For investors like Ashok Bhatia, senior portfolio manager at Neuberger Berman, that means increasing exposure to some emerging-market assets. The firm earlier this year raised allocations in the dollar-denominated bonds of Brazil and Azerbaijan, believing they will be supported by higher commodity prices. It has also added to positions in the Peruvian sol.
History may also be on emerging-markets investors' side, too. Over the last four decades, the average emerging-market rally has run for 42 months and returned nearly 230%, according to a Bank of America Merrill Lynch analysis.
Still, risks remain, particularly if the Fed raises rates more aggressively than anticipated next year, the dollar strengthens or the Chinese economy wobbles.
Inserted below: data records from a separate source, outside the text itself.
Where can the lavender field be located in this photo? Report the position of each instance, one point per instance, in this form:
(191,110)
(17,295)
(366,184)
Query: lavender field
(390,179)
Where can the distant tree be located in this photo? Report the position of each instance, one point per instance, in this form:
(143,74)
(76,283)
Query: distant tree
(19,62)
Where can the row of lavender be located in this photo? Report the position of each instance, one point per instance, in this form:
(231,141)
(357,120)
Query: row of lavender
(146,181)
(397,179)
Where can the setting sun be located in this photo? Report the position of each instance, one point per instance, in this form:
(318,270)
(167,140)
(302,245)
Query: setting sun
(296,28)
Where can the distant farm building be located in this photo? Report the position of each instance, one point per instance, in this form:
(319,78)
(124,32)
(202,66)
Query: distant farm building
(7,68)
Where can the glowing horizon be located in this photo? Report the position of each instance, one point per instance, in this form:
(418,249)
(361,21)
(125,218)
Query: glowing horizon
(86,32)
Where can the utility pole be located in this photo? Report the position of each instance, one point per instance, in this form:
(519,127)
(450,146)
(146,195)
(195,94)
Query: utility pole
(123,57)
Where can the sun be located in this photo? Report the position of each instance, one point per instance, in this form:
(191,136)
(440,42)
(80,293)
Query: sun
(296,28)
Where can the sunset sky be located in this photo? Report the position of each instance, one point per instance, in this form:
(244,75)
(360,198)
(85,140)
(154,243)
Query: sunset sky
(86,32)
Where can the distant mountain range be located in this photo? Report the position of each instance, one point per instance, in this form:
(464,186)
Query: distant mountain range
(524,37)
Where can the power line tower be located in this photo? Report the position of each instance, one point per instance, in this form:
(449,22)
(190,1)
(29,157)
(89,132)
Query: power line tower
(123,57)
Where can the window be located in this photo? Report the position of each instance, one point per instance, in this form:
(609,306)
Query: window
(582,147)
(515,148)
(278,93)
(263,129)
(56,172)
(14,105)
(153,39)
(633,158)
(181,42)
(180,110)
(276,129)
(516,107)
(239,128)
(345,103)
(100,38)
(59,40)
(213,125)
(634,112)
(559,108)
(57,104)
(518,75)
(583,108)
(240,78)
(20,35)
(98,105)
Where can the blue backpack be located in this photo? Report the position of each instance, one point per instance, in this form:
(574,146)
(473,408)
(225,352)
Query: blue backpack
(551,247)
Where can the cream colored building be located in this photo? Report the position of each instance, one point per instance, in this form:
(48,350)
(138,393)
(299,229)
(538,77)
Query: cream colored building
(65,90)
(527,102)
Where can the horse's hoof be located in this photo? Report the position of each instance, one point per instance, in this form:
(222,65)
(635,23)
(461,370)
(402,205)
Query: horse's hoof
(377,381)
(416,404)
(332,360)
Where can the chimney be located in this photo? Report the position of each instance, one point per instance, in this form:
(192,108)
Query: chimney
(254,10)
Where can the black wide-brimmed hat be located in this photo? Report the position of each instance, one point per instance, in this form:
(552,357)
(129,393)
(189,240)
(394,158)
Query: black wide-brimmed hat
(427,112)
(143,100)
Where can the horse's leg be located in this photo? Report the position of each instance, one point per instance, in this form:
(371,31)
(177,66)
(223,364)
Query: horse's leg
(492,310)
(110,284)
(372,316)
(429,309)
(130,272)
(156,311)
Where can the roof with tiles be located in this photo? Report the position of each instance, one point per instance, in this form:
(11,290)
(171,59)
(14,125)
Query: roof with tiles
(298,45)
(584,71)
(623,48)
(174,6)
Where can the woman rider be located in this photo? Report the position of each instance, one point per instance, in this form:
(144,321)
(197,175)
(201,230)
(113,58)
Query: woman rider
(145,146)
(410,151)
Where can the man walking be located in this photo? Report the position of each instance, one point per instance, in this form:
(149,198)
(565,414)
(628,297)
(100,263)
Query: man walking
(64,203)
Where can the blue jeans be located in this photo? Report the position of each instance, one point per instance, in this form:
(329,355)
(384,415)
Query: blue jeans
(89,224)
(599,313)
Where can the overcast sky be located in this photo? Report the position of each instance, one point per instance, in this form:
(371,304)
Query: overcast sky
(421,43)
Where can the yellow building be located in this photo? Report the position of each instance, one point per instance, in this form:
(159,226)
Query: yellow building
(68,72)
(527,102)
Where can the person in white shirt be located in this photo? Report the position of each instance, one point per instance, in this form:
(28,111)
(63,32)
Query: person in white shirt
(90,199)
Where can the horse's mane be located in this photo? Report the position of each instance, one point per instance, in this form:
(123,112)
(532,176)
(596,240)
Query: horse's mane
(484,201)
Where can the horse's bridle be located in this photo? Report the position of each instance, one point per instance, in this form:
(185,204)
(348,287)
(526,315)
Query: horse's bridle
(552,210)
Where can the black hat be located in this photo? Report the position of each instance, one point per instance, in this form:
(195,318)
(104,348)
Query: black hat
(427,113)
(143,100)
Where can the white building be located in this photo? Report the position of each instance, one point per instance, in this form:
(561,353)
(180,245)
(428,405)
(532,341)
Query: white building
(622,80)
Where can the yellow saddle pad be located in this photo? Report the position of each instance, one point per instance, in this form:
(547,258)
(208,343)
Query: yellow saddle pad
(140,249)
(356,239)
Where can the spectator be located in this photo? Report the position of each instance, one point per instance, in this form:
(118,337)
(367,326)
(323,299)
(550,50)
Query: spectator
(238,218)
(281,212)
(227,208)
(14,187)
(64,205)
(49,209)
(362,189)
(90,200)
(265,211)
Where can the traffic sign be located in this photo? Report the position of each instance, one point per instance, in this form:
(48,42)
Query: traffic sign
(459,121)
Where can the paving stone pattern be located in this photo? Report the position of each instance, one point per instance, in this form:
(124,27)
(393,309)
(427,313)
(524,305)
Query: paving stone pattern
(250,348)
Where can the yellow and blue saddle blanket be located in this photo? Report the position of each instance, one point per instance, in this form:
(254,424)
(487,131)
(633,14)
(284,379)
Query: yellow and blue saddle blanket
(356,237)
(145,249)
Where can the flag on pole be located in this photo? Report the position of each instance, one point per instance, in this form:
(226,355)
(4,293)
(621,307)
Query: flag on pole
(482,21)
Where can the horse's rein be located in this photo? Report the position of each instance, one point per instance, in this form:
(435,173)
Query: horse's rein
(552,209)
Recently, assets have wavered amid political and economic turmoil in key emerging markets like Turkey and South Africa, with the MSCI Emerging Markets Index broadly flat in the past three months.
Most investors assume the Fed's tightening path will be a gradual one, predicting two rate increases next year. The central bank, though, foresees at least three rate rises. Higher U.S. interest rates tend to strengthen the greenback, which is typically bad news for emerging markets, whose debt and commodity exports are often denominated in dollars.
"Markets believe central banks won't do anything too aggressive," Mr. Menon said. There is a risk "this quiet complacency is going to go out the window and that could reverse in a big way."
For now, though, the upswing is expected to continue unabated.
"There is an argument to be made that emerging markets have become 'crisis-proof,' " analysts at Citigroup wrote in a recent report. Barring any nasty shocks, developing nations "can stay in a Goldilocks zone."